An Unflinching Look at the Origins of Brutality and the Code of Bushido
Our next DN event takes a crucial, unflinching look at the Japanese presence in Asia during the 1930s and '40s. Inspired only partially by films like The Railway Man, we shift the focus from the suffering of Allied victims to the essential questions surrounding the origins and motivations of the torturers and murderers who blackened Japan's name.
Date : July 8
Time : 12:00 - 1:30 pm
Charge : 10,000yen for non-Delphi members and free for members
Were these perpetrators simply racists, group-absorbed, or emperor-worshipers who had lost the autonomous ability to distinguish right from wrong? And is the latent violence today in Japan's classrooms and offices a continuation of that wartime mindset?
We will inevitably touch on the Bushido warrior code. While revered as a cornerstone of traditional Japanese culture, was this elite code, popularized in the Meiji-era, in fact a passport to violent excess? We’ll take a closer, more cynical look.
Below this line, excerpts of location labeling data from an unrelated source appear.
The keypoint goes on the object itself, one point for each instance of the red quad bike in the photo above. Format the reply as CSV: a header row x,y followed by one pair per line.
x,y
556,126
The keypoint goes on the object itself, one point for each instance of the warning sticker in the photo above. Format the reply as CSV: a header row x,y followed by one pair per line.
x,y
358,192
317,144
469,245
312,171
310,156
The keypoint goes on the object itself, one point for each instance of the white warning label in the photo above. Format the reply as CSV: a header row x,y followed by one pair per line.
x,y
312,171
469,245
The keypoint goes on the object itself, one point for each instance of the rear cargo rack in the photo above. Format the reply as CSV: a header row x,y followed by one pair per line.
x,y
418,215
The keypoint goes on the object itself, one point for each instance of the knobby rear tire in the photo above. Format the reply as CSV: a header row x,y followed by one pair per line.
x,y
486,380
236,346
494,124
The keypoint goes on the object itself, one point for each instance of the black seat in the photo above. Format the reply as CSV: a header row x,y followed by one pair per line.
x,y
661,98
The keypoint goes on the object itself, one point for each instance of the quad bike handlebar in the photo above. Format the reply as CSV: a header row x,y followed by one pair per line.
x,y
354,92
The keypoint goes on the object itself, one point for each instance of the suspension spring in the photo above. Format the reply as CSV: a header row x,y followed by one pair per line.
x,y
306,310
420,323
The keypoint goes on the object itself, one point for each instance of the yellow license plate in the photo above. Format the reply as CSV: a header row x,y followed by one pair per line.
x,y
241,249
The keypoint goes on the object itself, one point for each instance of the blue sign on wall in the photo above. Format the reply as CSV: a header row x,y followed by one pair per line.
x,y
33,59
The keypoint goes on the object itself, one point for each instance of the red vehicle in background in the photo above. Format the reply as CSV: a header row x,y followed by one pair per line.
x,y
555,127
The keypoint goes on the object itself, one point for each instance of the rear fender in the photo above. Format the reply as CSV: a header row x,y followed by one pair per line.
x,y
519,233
Addressing these complex questions will be Roger Pulvers, a leading authority and not your average academic. An immensely knowledgeable artist, writer, and critic, Pulvers was assistant director on Merry Christmas Mr Lawrence and scriptwriter for the controversial film Best Wishes for Tomorrow. Having scoured archives and met leading perpetrators—even becoming close to the son of one of Eric Lomax’s torturers—Professor Pulvers has made the crucial imaginative effort to understand the Japanese psyche during the Pacific War.